ISDS has proven to be extremely unpopular as part of TTIP. In January 2105 the European Commission released the results of a public consultation on ISDS that revealed that 97% of thousands of respondents were opposed to its inclusion as part of any deal, while in November 2014 the French government stated that it wouldn’t ratify TTIP if ISDS was included. In October 2015, a quarter of a million people took to the streets of Berlin to oppose TTIP and ISDS.
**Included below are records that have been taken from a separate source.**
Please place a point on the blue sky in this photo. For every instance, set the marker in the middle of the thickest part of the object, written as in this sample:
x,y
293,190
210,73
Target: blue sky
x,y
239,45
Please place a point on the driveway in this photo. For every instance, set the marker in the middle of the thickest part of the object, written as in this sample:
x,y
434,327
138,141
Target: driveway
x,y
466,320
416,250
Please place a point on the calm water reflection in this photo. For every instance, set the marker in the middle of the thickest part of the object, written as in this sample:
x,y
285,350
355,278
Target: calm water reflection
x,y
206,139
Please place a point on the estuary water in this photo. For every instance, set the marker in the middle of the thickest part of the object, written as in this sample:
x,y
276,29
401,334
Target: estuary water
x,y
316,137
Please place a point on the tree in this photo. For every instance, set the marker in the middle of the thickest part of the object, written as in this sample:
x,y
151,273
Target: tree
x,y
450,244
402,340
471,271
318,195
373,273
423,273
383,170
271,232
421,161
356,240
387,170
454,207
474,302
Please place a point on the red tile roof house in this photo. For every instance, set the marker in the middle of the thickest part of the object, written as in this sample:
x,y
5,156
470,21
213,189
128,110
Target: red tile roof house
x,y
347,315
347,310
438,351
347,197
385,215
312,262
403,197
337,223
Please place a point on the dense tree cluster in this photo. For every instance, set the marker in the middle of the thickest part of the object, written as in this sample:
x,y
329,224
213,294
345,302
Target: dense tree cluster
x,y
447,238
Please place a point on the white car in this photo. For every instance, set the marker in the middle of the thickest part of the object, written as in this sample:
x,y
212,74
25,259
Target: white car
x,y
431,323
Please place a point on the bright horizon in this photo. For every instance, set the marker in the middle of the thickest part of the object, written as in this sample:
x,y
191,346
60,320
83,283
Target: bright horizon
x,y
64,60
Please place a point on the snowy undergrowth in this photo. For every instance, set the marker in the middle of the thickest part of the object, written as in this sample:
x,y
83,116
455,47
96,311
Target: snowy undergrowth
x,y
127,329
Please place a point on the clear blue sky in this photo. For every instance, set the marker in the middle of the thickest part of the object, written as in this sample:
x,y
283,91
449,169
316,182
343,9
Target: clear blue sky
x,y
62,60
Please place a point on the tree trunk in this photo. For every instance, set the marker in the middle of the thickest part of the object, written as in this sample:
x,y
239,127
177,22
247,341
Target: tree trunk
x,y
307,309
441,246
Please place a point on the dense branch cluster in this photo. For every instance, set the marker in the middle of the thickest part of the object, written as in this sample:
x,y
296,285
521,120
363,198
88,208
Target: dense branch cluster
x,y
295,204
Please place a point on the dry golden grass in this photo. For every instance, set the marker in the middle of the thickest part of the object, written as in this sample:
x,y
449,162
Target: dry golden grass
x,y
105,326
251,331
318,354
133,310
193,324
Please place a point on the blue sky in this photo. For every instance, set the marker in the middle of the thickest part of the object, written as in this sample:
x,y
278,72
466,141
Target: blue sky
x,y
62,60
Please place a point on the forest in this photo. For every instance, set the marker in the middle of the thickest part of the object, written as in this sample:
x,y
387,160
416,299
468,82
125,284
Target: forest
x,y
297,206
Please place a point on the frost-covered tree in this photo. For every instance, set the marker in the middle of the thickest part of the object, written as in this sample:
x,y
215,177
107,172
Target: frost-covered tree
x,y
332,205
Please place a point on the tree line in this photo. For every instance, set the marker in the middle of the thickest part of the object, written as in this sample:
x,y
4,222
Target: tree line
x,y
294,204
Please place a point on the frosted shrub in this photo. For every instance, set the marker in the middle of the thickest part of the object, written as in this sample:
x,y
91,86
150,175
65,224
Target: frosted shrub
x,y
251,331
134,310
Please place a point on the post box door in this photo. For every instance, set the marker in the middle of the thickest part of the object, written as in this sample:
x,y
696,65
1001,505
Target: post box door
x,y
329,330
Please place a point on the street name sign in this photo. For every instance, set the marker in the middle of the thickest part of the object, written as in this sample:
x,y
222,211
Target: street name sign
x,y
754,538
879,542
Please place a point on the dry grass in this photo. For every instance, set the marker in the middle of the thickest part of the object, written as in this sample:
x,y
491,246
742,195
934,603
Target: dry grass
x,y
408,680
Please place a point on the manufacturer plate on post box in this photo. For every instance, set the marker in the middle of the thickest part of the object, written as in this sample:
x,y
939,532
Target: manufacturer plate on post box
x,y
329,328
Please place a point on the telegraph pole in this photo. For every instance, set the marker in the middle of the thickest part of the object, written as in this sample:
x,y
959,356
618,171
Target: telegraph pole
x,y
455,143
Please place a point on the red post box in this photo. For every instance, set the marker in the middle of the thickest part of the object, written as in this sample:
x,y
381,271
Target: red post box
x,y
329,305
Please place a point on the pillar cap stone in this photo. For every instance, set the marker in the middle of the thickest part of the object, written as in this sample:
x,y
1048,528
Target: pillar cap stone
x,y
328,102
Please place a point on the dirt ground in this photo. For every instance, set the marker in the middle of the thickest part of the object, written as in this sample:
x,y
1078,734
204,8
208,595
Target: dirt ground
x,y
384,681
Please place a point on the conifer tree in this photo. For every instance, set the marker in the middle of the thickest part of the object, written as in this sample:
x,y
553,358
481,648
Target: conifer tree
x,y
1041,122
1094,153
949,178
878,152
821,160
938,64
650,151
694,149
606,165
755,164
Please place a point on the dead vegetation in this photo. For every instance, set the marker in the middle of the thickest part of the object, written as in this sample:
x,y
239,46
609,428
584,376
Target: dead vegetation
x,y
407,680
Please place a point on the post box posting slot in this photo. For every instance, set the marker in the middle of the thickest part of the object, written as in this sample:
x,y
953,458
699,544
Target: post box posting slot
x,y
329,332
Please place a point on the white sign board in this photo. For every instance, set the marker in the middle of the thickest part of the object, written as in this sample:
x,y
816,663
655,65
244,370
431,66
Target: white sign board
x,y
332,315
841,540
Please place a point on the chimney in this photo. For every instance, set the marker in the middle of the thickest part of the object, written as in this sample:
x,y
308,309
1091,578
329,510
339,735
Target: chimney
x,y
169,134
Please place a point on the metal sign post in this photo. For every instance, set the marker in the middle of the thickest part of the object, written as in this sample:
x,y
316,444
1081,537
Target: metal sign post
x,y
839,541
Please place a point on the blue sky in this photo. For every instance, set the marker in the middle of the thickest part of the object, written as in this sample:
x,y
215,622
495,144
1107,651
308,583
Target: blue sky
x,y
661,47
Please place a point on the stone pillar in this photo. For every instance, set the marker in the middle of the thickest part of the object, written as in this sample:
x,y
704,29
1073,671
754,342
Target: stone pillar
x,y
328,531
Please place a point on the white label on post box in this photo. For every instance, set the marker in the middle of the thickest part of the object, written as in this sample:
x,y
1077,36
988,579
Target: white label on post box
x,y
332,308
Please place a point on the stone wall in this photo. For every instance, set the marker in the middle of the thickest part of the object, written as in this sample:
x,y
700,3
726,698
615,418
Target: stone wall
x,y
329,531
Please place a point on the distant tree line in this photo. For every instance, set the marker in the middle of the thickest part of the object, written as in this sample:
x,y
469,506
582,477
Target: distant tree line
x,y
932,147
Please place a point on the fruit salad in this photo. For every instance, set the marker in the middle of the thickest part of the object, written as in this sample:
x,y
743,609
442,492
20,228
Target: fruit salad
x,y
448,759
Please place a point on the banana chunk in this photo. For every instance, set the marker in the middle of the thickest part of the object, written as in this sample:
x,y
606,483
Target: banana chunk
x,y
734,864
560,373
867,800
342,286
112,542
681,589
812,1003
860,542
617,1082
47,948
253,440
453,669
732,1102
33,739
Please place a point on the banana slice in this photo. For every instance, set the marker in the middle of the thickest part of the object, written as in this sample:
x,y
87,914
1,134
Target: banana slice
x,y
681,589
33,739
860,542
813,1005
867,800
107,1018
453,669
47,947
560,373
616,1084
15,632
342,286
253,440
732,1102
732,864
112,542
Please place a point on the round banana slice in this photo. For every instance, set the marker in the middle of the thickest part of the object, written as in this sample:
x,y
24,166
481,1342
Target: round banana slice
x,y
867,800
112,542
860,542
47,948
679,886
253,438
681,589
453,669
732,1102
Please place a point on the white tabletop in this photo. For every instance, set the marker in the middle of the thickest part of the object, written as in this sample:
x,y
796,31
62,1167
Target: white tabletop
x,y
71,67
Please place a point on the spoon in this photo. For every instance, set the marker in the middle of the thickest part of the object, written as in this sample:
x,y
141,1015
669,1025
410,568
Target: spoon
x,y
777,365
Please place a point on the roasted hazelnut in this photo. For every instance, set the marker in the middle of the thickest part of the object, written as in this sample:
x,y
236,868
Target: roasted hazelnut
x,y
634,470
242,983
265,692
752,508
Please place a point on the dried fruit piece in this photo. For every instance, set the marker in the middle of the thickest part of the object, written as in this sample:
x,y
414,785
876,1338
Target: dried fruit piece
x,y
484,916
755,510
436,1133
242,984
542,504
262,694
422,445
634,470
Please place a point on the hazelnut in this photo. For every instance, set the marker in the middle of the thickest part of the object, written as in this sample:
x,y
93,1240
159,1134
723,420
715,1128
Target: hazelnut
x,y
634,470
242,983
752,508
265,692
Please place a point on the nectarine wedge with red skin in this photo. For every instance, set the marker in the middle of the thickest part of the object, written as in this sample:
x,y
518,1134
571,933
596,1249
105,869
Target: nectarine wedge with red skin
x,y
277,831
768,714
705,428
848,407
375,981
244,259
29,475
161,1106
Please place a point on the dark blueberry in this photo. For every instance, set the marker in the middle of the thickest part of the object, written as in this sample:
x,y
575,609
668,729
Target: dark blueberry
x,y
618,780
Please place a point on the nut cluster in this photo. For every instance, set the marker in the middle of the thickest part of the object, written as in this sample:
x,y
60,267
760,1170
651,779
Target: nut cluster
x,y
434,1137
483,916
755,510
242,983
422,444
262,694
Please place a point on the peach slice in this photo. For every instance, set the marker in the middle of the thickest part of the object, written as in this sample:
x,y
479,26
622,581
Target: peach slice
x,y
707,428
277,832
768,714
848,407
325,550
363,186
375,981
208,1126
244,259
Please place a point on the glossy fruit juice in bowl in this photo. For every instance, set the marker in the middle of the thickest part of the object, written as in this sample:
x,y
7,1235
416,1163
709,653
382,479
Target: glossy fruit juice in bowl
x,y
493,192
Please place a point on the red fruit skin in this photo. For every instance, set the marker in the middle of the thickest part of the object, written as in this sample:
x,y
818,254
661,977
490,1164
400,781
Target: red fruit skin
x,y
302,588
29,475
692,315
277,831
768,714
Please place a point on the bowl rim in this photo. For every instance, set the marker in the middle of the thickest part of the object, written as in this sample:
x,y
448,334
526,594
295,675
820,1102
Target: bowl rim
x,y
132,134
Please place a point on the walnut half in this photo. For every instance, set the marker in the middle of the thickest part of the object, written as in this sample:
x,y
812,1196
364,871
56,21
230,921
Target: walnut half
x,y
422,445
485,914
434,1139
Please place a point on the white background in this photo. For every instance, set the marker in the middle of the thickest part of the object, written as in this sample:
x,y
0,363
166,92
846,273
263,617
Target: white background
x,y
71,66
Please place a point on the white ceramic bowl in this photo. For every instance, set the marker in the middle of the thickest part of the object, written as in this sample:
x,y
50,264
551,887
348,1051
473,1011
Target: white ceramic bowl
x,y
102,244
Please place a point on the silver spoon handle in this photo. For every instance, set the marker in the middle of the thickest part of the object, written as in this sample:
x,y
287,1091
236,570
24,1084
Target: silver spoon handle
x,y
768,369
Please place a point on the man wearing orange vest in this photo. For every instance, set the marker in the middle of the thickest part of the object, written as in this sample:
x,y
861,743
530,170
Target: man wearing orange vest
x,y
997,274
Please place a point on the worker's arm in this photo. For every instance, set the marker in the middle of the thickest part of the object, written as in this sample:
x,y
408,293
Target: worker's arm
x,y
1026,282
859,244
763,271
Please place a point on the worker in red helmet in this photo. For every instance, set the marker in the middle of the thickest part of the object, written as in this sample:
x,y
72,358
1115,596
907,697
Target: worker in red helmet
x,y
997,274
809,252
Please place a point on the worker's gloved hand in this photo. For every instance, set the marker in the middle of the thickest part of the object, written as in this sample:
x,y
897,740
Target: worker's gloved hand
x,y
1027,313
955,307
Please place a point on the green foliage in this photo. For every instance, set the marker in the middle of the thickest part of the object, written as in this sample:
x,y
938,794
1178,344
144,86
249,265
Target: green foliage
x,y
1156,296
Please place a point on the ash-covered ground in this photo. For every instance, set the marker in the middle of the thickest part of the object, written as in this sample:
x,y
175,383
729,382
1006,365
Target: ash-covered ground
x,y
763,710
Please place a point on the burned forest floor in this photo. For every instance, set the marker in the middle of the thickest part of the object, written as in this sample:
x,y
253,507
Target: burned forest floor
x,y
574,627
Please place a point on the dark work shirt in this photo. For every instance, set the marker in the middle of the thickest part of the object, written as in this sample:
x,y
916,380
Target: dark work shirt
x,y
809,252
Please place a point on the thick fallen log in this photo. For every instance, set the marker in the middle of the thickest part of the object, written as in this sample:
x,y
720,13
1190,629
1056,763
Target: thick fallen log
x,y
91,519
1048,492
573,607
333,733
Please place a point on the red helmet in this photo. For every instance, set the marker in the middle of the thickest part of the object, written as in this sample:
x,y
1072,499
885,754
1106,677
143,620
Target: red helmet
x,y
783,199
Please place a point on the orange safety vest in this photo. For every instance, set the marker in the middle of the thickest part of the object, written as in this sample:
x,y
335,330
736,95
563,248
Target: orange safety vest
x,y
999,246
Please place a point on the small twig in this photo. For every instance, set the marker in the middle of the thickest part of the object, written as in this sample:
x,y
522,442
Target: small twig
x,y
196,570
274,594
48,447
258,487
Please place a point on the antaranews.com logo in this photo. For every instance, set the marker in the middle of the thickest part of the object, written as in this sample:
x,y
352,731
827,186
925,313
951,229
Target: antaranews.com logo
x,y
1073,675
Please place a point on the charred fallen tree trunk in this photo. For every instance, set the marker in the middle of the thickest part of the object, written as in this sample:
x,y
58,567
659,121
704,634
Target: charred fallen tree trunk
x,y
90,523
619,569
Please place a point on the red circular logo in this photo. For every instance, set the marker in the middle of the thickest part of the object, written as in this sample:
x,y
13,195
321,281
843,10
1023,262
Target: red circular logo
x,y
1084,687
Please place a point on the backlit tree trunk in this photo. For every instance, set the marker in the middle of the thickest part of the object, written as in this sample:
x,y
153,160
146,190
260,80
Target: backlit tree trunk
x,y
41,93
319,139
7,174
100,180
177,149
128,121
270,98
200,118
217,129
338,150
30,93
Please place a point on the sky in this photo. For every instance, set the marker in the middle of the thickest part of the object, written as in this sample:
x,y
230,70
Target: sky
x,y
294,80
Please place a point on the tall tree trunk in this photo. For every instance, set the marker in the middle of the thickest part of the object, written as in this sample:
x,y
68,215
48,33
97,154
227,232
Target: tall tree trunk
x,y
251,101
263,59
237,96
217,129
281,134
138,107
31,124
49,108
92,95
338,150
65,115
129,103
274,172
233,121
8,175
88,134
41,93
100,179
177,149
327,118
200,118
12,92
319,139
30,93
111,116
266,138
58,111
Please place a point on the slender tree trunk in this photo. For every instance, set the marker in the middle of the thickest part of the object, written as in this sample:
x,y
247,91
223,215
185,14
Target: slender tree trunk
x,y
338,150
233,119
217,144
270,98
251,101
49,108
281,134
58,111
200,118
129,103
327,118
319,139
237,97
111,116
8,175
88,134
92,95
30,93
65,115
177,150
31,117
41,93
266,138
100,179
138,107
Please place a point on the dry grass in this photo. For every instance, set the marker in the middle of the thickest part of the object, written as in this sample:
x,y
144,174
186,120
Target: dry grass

Nick Dearden, the director of Global Justice Now, one of the campaign groups in the UK opposing TTIP and CETA said:

"This represents a huge victory for the campaign against TTIP. The European Commission is so scared that it would lose a vote to ratify this awful trade deal in the European Parliament that they are asking to renegotiate a key element that has already been agreed on. That's how toxic these deals have become. The millions of people across Europe who have signed a petition opposing these trade deals are well aware that behind the negotiating jargon of these investor clauses lies a huge corporate power grab and threat to democracy.  Now we need to keep up the pressure to say we don't want CETA or TTIP in any form at all. It needs to be ripped up."

Maude Barlow, the national chairperson of the Council of Canadians and prominent critic of free trade deals said:

“In Canada we’ve already had a lot of experience of corporations being able to sue our government for introducing laws that might protect the environment or workers’ rights, but that don’t create as much profit for the corporations. This was because of a trade deal that we signed a long time ago with the USA. It’s been a disaster for democracy and has cost the taxpayer billions. It’s a really positive sign that public pressure is forcing Canada and the EU to reopen the negotiations, but we know that the corporate lobby is pushing hard for this system of corporate courts to be included in some form. We need to also ensure that there is no tweaked version of this system imposed on our democracies under a different name.”